Habitués à crier famine, les arrondissements de Montréal ont eu droit à une année 2010 particulièrement faste, notamment grâce aux températures clémentes de l'hiver dernier et à un boom dans la demande de permis. Au total, les 19 arrondissements ont dégagé des surplus de 82 millions, soit près de 9% de leurs budgets combinés de près de 1 milliard.

Les trois champions, selon une compilation obtenue par La Presse à partir des résultats financiers, sont Côte-des-Neiges-Notre-Dame-de-Grâce (11,1 millions), Rosemont-La Petite-Patrie (8,5 millions) et Ville-Marie (12,3 millions). Ces arrondissements populeux ont réussi l'exploit d'engranger des surplus représentant 14% de leurs revenus.

Meilleure nouvelle encore, tout indique que l'administration centrale les laissera utiliser ces sommes à leur guise. Dans les années précédentes, les surplus étaient la plupart du temps renvoyés dans les coffres de la Ville.

«C'est exceptionnel, ça ne se reproduira pas l'an prochain, estime François Croteau, maire de l'arrondissement de Rosemont-La Petite-Patrie. On a eu un grand respir avec ce surplus-là mais, depuis la création de l'arrondissement, nos surplus tournent autour de 900 000$ par année. C'est très serré.»

M. Croteau attribue cette bonne performance à plusieurs facteurs qui se sont combinés et qui ne sont pas récurrents. On a par exemple pu récupérer 1,2 million mis en réserve dans le cadre d'un litige avec un employé.
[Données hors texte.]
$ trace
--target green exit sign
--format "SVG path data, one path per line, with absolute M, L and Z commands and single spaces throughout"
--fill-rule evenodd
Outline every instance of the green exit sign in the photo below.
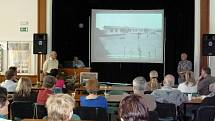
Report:
M 20 32 L 28 32 L 28 27 L 20 27 Z

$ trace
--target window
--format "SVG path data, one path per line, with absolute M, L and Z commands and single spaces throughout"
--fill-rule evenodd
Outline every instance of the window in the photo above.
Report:
M 36 57 L 31 41 L 0 41 L 0 72 L 16 66 L 18 74 L 36 74 Z

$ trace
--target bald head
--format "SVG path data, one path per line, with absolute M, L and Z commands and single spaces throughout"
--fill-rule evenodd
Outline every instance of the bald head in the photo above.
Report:
M 175 77 L 173 75 L 171 75 L 171 74 L 167 74 L 164 77 L 163 85 L 172 87 L 172 86 L 174 86 L 174 84 L 175 84 Z
M 146 79 L 142 76 L 138 76 L 133 80 L 133 91 L 134 94 L 144 93 L 144 86 L 146 83 Z

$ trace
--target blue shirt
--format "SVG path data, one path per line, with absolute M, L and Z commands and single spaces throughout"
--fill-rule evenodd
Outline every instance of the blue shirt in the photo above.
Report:
M 86 96 L 81 96 L 80 105 L 86 107 L 101 107 L 107 109 L 107 100 L 103 96 L 98 96 L 95 99 L 86 99 Z

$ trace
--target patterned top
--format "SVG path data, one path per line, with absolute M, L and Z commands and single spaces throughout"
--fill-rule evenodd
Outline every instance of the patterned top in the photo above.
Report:
M 86 96 L 81 96 L 80 105 L 86 107 L 101 107 L 107 109 L 107 100 L 103 96 L 98 96 L 95 99 L 86 99 Z
M 179 61 L 177 72 L 183 72 L 183 71 L 191 71 L 192 70 L 192 62 L 189 60 L 183 60 Z
M 172 87 L 163 86 L 161 89 L 154 90 L 152 95 L 155 96 L 155 100 L 160 103 L 172 103 L 176 106 L 181 105 L 187 100 L 187 96 L 181 91 Z
M 50 73 L 51 69 L 58 69 L 58 60 L 47 59 L 43 64 L 43 72 Z

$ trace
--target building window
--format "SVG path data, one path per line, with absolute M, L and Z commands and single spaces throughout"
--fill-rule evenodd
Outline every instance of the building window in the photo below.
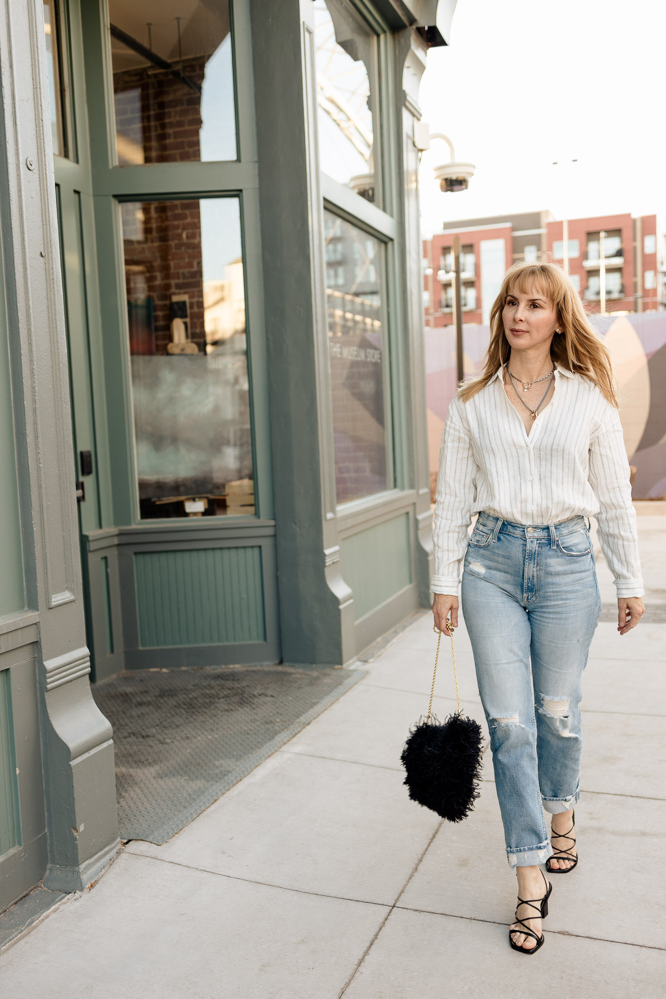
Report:
M 229 0 L 109 0 L 109 22 L 118 164 L 235 160 Z
M 339 503 L 393 488 L 382 244 L 324 212 L 326 246 L 344 247 L 345 284 L 329 282 L 328 342 Z
M 567 250 L 569 260 L 580 257 L 580 240 L 567 240 Z M 564 240 L 555 240 L 553 243 L 553 257 L 555 260 L 564 260 Z
M 587 259 L 599 260 L 600 244 L 599 233 L 587 234 Z M 619 229 L 614 229 L 606 233 L 604 237 L 604 259 L 622 256 L 622 233 Z
M 319 165 L 333 180 L 374 202 L 378 123 L 369 73 L 374 36 L 360 17 L 343 14 L 338 4 L 335 10 L 350 20 L 346 48 L 336 41 L 325 0 L 314 0 Z
M 460 250 L 460 273 L 464 278 L 474 278 L 476 276 L 476 257 L 474 247 L 461 247 Z
M 482 323 L 490 322 L 490 310 L 497 298 L 506 274 L 506 247 L 504 240 L 481 240 L 481 310 Z
M 442 250 L 441 264 L 444 274 L 453 273 L 453 249 L 451 247 L 444 247 Z
M 44 0 L 44 41 L 49 88 L 51 140 L 56 156 L 68 156 L 66 93 L 61 61 L 60 11 L 56 0 Z
M 120 207 L 141 517 L 253 514 L 238 199 Z
M 608 271 L 606 273 L 606 298 L 621 299 L 623 296 L 622 271 Z M 585 289 L 585 299 L 588 302 L 598 302 L 600 298 L 600 277 L 598 274 L 589 274 L 587 277 L 587 288 Z

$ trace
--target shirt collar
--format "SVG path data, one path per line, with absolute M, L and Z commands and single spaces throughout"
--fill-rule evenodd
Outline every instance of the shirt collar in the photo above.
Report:
M 558 378 L 560 375 L 564 375 L 565 378 L 573 378 L 574 377 L 573 376 L 573 372 L 568 371 L 566 368 L 559 368 L 557 365 L 555 365 L 555 378 Z M 497 374 L 493 375 L 493 379 L 492 380 L 494 381 L 494 379 L 496 379 L 496 378 L 501 379 L 502 381 L 504 381 L 504 366 L 503 365 L 500 368 L 497 369 Z

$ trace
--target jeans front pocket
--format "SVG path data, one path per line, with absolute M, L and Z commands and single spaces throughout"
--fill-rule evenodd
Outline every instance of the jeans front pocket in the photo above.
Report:
M 475 548 L 485 548 L 493 539 L 493 532 L 488 527 L 475 527 L 469 543 Z
M 574 558 L 589 555 L 592 551 L 590 535 L 584 527 L 581 527 L 580 530 L 573 530 L 562 538 L 558 537 L 557 547 L 563 555 L 570 555 Z

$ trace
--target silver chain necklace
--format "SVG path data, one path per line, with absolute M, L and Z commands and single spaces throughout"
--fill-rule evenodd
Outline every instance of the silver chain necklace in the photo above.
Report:
M 538 405 L 538 406 L 536 407 L 536 409 L 534 409 L 534 410 L 532 409 L 532 407 L 531 407 L 531 406 L 528 406 L 528 405 L 527 405 L 527 403 L 525 402 L 525 400 L 524 400 L 524 399 L 522 398 L 522 396 L 520 396 L 520 394 L 518 393 L 518 390 L 516 389 L 516 383 L 515 383 L 515 382 L 513 381 L 513 375 L 511 374 L 511 372 L 510 372 L 510 370 L 509 370 L 509 366 L 508 366 L 508 365 L 507 365 L 507 369 L 506 369 L 506 370 L 507 370 L 507 371 L 509 372 L 509 378 L 511 379 L 511 385 L 513 386 L 513 390 L 514 390 L 514 392 L 515 392 L 516 396 L 518 396 L 518 399 L 519 399 L 519 400 L 520 400 L 520 402 L 521 402 L 521 403 L 523 404 L 523 406 L 525 407 L 525 409 L 526 409 L 526 410 L 529 410 L 529 411 L 530 411 L 530 413 L 531 413 L 531 417 L 530 417 L 530 420 L 536 420 L 536 418 L 537 418 L 537 417 L 538 417 L 538 415 L 539 415 L 539 410 L 541 409 L 541 406 L 542 406 L 542 404 L 543 404 L 543 402 L 544 402 L 544 400 L 545 400 L 546 396 L 547 396 L 547 395 L 548 395 L 548 393 L 550 392 L 550 383 L 551 383 L 551 382 L 553 381 L 553 379 L 555 378 L 555 369 L 553 368 L 553 370 L 551 371 L 550 375 L 545 375 L 545 376 L 544 376 L 544 378 L 549 378 L 549 379 L 550 379 L 550 381 L 548 382 L 548 385 L 546 386 L 546 391 L 544 392 L 543 396 L 541 397 L 541 400 L 540 400 L 540 402 L 539 402 L 539 405 Z M 544 378 L 540 378 L 540 379 L 539 379 L 538 381 L 539 381 L 539 382 L 543 382 L 543 381 L 544 381 Z M 532 385 L 534 385 L 535 383 L 531 383 L 531 384 L 532 384 Z
M 507 366 L 507 371 L 509 372 L 509 375 L 511 375 L 511 371 L 510 371 L 510 369 L 509 369 L 508 366 Z M 536 378 L 534 380 L 534 382 L 523 382 L 522 379 L 516 378 L 515 375 L 511 375 L 511 381 L 513 382 L 514 378 L 516 378 L 516 382 L 520 382 L 520 384 L 522 385 L 523 392 L 528 392 L 532 388 L 533 385 L 538 385 L 539 382 L 545 382 L 547 378 L 550 378 L 550 376 L 553 374 L 554 371 L 555 371 L 555 368 L 553 367 L 553 368 L 551 368 L 551 370 L 548 372 L 547 375 L 544 375 L 543 378 Z M 515 388 L 515 386 L 514 386 L 514 388 Z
Les faibles précipitations de neige de l'an dernier ont permis d'économiser 3 millions; des projets domiciliaires et une hausse des demandes de permis ont en outre dégagé quelques millions supplémentaires. On mettra de côté 1,6 million pour le déneigement de l'an prochain, 1 million pour des imprévus et 5,3 millions pour des projets déjà en cours.

Le maire Croteau insiste: il n'est pas question d'utiliser ce surplus pour assurer, par exemple, le fonctionnement de la future bibliothèque Marc-Favreau. L'arrondissement est en litige avec l'administration centrale, qui refuse de prendre à son compte cette facture annuelle de 2,6 millions. «Ce serait une aberration, en matière de gestion, que de payer une facture de fonctionnement avec un surplus qui n'est pas récurrent, explique-t-il. Nous devons trouver un terrain d'entente avec la Ville. Ce n'est pas à notre arrondissement de retrancher presque 3 millions de ses services. Si on ne s'entend pas, la bibliothèque va rester fermée, point.»

Équité fiscale encore loin

Les deux autres arrondissements gâtés par les surplus en 2010, Côte-des-Neiges-Notre-Dame-de-Grâce et Ville-Marie, ont pu compter sur la même bénédiction: des revenus en «imposition de droits» nettement plus élevés que ce qui était prévu, respectivement de 9 et 7 millions de plus. Ces sommes proviennent de la délivrance de permis et d'entrées de fonds générées par deux importants projets sur leur territoire, le CHUM et le CUSM.

Du côté des arrondissements moins gâtés, celui de Villeray-Saint-Michel-Parc-Extension se retrouve avec 2,9 millions, soit 4% de ses revenus. «Ce n'est pas beaucoup, c'est très serré, précise la mairesse, Anie Samson. Ça ne règle pas nos problèmes d'infrastructures vétustes, ça ne nous permet pas d'avoir des projets.» Contrairement à d'autres arrondissements voisins, Villeray-Saint-Michel-Parc-Extension ne peut miser sur de nouveaux projets résidentiels pour percevoir plus d'impôts fonciers: «Il n'y a plus de grands espaces disponibles, on bâtit sur des structures existantes», ajoute-t-elle.

«La bonne nouvelle, c'est que la Ville nous laisse jouir de nos surplus. Mais le cas de notre arrondissement montre que l'équité fiscale, c'est loin d'être réglé.»